In a bowl, beat eggs. Add tofu, parsley and the spinach. In a 13-by-9-by-2-inch baking dish, put some sauce in the dish, then a layer of uncooked lasagna noodles on top, then layer with half of the tofu mixture. Cover with sauce, add another layer of noodles, a layer of the remaining tofu mixture, add final layer of noodles, and cover with sauce. Cover the pan with foil and bake at 350 degrees for 1 hour. Let set 5 to 10 minutes before serving.

Nicole Rosaci

Nicole's Kitchen Sink Cupcakes

2/3 cup Parkay spread
3 eggs
1 teaspoon salt
1 cup milk substitute (we used vanilla rice milk)
1 teaspoon vanilla
11/2 cups sugar
21/2 cups flour
31/2 teaspoons double-acting baking powder
Sprinkles, food coloring

Preheat oven to 350 degrees.

Blend together Parkay and sugar. Add eggs and blend mixture. Combine flour, salt, and baking powder. Add alternately with mixture of milk substitute and vanilla. At this point, you can also add shredded coconut, tofu and/or honey to the mixture. Nicole has made the recipe with ALL of the ingredients. Add as many sprinkles as you wish and mix. While mixing, also add food coloring of any color. Pour into cupcake papers and cook approximately 8 to 15 minutes at 350 degrees. Makes 6 to 9 cupcakes.

Nicole Rosaci

Pizza Majestic

3 cups flour
1 package yeast
1/2 cup warm water
1 teaspoon sugar
1 teaspoon salt
1/4 cup oil
Italian seasoning
Pizza Sauce (we used 11/2 cups)

Preheat oven to 400 degrees.

Put flour in large bowl. Make a well in center of flour.

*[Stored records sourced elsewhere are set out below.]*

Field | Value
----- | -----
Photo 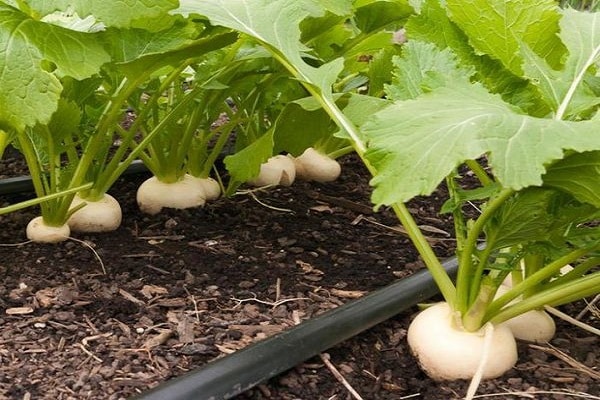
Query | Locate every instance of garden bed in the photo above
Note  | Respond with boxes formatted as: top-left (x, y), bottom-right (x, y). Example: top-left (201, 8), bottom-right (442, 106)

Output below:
top-left (0, 157), bottom-right (600, 400)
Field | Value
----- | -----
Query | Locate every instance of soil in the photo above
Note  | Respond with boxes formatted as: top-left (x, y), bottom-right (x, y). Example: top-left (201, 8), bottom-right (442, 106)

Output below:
top-left (0, 154), bottom-right (600, 400)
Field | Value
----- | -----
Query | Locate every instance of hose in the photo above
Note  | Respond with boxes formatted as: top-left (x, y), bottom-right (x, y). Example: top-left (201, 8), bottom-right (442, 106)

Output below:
top-left (135, 259), bottom-right (457, 400)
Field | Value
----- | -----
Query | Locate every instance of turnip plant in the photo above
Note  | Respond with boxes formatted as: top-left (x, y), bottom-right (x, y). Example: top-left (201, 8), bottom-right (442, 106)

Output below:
top-left (0, 1), bottom-right (235, 241)
top-left (188, 0), bottom-right (600, 390)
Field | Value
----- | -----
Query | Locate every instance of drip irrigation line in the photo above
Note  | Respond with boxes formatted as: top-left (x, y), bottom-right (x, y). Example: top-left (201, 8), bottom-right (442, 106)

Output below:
top-left (134, 258), bottom-right (457, 400)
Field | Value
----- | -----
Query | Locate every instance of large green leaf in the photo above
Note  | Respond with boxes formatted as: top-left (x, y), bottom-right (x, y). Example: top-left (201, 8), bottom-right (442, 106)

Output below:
top-left (0, 3), bottom-right (109, 128)
top-left (486, 188), bottom-right (598, 249)
top-left (363, 81), bottom-right (600, 204)
top-left (446, 0), bottom-right (562, 75)
top-left (223, 131), bottom-right (273, 194)
top-left (176, 0), bottom-right (344, 94)
top-left (28, 0), bottom-right (178, 28)
top-left (521, 9), bottom-right (600, 118)
top-left (386, 40), bottom-right (474, 100)
top-left (406, 0), bottom-right (536, 115)
top-left (544, 151), bottom-right (600, 208)
top-left (101, 21), bottom-right (198, 62)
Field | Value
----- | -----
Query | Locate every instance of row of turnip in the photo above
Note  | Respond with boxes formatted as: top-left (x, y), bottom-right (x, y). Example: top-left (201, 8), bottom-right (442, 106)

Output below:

Dissolve yeast in warm water, then pour into well. Add sugar and salt outside of well. Mix with a fork. When dough begins to stick together, add the oil. Knead together. Add oil to hands to keep dough from sticking to hands. (You may need to add more warm water depending on dryness.) Place a dishtowel over bowl and let rise for 5 to 10 minutes in a warm place. When dough is ready, spread onto an oiled pizza pan. After you begin to spread dough out, flip dough over. Spread onto pan, and sprinkle with Italian seasoning. Spread with pizza sauce and any milkless toppings you desire. Bake 18 to 20 minutes.